The beds in our hotel had mosquito nettings on them, enduing the cabins with a safari air. There were no TVs or phones in the cabins.

When dawn broke, we got our first daytime view of the canyon that lay adjacent to our banana and coffee plantation. It was very deep, like a ravine, and was heavily forested. Now we understood why sloths and monkeys were known to have taken away food and other items from unlocked cabins.

We hiked along the creek that eventually went over a cliff and became a wonderful and scary waterfall. Thereon, it was the city of San Jose.

We could not see any of the downtown museums because a post-Christmas Carnival was going on there. Instead, we got to see a children’s museum. There is a little kid in all of us and we amused ourselves with the historical, geographical and scientific exhibits inside. In particular, we got to see a live boa constrictor and a live coral snake. Near the entrance there was a blooming flamboyant tree, whose sight transported my wife and I back to our teenage years in Karachi.

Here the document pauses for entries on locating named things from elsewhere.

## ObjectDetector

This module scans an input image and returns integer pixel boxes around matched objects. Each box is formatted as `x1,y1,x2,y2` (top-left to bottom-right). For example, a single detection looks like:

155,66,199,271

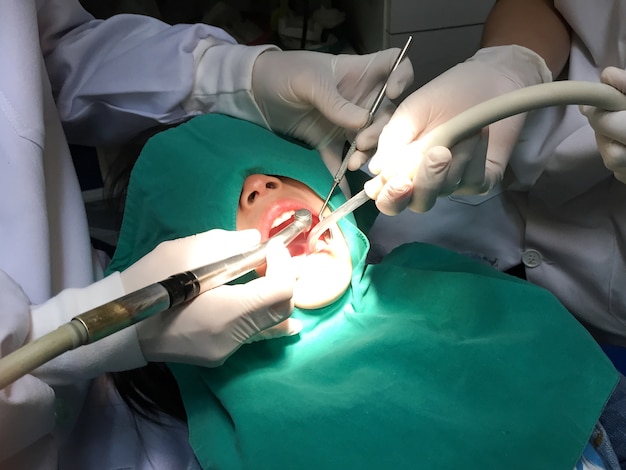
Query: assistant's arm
37,0,271,145
366,0,570,215
481,0,570,78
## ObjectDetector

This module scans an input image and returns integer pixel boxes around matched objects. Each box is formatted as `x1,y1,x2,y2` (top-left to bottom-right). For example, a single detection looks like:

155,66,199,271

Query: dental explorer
307,80,626,252
0,209,313,390
318,36,413,220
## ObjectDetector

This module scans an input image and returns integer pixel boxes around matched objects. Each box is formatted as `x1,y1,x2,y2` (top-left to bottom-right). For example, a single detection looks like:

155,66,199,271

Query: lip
259,199,326,257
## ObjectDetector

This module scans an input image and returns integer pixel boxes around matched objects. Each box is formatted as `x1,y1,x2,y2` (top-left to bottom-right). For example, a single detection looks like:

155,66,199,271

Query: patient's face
237,174,352,309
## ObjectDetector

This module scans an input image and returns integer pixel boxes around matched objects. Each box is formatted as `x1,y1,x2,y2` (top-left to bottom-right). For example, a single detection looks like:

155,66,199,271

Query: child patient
110,115,617,469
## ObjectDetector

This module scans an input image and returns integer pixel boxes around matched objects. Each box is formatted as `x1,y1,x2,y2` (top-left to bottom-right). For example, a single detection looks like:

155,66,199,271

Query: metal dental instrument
307,80,626,253
0,209,312,390
318,36,413,219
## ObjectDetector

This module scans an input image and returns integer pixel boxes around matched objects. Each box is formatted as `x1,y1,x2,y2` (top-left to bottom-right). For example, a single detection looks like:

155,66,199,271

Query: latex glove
365,46,552,215
121,230,301,367
252,48,413,162
580,67,626,183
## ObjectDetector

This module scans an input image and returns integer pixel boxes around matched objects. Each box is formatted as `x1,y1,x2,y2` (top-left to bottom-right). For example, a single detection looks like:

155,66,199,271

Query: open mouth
268,211,329,256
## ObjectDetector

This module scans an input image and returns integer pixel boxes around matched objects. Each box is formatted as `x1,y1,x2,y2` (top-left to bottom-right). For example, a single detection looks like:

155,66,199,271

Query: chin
293,253,352,310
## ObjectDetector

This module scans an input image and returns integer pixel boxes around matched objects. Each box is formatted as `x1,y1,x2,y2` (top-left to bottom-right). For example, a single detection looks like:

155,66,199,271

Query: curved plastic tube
307,81,626,252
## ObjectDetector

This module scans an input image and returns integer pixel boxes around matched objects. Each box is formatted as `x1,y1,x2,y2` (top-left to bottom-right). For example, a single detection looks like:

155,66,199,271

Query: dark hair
105,125,187,423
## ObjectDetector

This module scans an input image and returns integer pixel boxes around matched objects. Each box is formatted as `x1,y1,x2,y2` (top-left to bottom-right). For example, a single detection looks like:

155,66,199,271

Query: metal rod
318,36,413,220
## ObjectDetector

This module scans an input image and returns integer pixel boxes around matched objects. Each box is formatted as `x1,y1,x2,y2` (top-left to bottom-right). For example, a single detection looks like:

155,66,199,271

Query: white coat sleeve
38,0,263,145
0,271,146,461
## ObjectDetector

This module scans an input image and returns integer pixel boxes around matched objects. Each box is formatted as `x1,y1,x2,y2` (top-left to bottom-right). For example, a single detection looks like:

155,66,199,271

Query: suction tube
307,80,626,252
0,209,312,390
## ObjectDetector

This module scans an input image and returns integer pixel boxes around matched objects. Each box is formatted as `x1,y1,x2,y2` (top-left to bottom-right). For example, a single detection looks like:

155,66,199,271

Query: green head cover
108,114,368,272
110,115,617,470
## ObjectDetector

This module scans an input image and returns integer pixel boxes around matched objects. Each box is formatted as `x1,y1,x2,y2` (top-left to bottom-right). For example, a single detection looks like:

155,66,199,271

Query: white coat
0,0,272,470
370,0,626,346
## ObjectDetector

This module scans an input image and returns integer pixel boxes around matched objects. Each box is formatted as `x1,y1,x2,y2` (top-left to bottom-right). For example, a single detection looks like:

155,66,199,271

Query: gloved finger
600,66,626,93
408,146,458,212
452,127,489,195
365,146,452,215
246,318,302,343
580,106,626,144
368,101,423,175
348,150,374,171
596,135,626,183
365,175,413,215
436,134,480,196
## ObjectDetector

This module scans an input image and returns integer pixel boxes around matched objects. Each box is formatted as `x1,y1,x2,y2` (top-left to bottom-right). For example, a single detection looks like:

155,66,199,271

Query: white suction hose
307,81,626,252
414,80,626,150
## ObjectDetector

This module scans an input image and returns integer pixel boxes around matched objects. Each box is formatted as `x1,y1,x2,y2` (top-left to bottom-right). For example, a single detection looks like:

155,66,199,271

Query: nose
239,175,281,208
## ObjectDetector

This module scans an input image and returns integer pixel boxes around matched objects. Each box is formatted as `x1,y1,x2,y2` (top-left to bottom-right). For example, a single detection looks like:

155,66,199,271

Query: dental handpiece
0,209,312,390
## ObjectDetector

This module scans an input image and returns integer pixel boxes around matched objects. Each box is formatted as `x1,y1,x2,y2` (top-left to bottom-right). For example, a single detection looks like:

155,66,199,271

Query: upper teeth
272,211,296,228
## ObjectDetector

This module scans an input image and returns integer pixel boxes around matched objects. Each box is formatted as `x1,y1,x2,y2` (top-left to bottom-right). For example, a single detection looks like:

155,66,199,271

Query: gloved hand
580,67,626,183
365,46,552,215
252,48,413,163
121,230,300,367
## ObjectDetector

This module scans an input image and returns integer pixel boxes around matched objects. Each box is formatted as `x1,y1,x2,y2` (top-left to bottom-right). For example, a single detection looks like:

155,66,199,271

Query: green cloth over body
110,115,617,470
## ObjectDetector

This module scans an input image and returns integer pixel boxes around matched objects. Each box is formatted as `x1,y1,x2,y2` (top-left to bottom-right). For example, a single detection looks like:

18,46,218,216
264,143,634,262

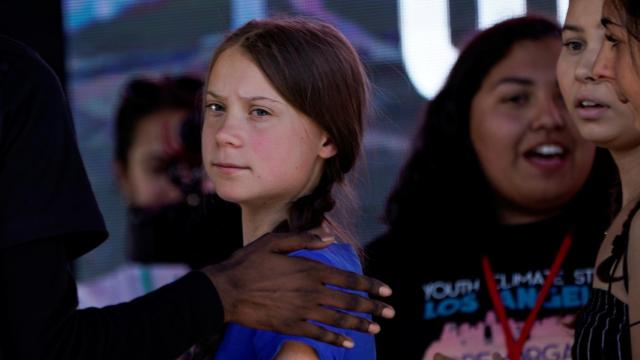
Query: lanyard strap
482,232,572,360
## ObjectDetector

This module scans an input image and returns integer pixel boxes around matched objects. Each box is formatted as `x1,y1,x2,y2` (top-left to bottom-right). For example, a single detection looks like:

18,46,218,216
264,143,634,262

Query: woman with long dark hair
367,16,616,359
558,0,640,359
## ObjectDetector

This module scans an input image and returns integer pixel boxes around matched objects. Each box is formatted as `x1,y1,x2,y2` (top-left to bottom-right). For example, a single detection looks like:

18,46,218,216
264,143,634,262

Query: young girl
558,0,640,359
202,19,379,359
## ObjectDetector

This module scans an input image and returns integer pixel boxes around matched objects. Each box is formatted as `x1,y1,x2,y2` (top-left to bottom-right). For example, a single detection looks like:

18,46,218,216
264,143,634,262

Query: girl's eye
604,34,619,46
207,103,224,112
562,40,584,52
502,94,529,105
251,108,271,117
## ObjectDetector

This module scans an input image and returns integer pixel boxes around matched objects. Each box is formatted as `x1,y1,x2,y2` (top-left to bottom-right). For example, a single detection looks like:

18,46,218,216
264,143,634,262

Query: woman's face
202,47,336,207
593,1,640,122
470,38,595,223
557,0,640,150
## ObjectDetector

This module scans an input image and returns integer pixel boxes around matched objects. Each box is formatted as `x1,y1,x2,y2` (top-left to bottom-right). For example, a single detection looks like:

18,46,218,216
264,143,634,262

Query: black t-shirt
367,217,602,359
0,36,107,258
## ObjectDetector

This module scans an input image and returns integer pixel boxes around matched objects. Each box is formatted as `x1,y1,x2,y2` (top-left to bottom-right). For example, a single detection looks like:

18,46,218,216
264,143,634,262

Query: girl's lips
576,106,609,120
525,156,568,172
211,163,249,174
574,96,609,120
524,142,569,172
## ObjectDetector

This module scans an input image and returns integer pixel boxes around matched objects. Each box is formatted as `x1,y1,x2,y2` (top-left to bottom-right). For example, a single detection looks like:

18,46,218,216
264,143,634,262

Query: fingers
320,267,391,297
309,307,380,335
320,288,395,319
287,321,355,349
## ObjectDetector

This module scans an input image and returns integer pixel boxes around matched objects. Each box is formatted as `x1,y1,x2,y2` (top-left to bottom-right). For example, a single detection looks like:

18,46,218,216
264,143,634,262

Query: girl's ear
318,135,338,159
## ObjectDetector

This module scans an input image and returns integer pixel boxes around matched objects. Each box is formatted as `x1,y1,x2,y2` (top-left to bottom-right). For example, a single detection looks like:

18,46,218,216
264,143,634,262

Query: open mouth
577,100,608,109
524,144,568,161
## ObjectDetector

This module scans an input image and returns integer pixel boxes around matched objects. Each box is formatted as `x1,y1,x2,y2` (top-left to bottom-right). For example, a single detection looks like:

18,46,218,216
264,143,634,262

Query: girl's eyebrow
562,24,584,32
600,16,622,27
207,89,282,104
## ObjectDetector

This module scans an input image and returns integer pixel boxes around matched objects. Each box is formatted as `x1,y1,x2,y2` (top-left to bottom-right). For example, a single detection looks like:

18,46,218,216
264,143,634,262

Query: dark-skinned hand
202,233,395,347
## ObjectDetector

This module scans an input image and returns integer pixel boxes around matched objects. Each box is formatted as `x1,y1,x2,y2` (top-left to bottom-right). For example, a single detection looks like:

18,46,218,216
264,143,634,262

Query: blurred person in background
78,76,242,307
0,36,393,360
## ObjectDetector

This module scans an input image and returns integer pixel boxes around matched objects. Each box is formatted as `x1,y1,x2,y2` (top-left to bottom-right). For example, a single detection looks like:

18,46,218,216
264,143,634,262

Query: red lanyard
482,232,571,360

To close off the tour, we went to see a multi-level shopping mall in Escazu. The shops were very much like what one would find in an American mall, except that the prices for most American products were higher than in the US, not an uncommon occurrence. While looking for CDs with Latin American music, we were pleasantly surprised to discover CDs of Nusrat Fateh Ali.

After our long flight home to San Francisco, we were all hungry for real Pakistani food, having had nothing but seafood and vegetables during the past week. We stopped at Shalimar in San Francisco, a noted Pakistani eatery, and feasted on spicy seekh kababs, naans, chaney key daal, tandoori chicken and biryani. It was a nice way to round off the journey.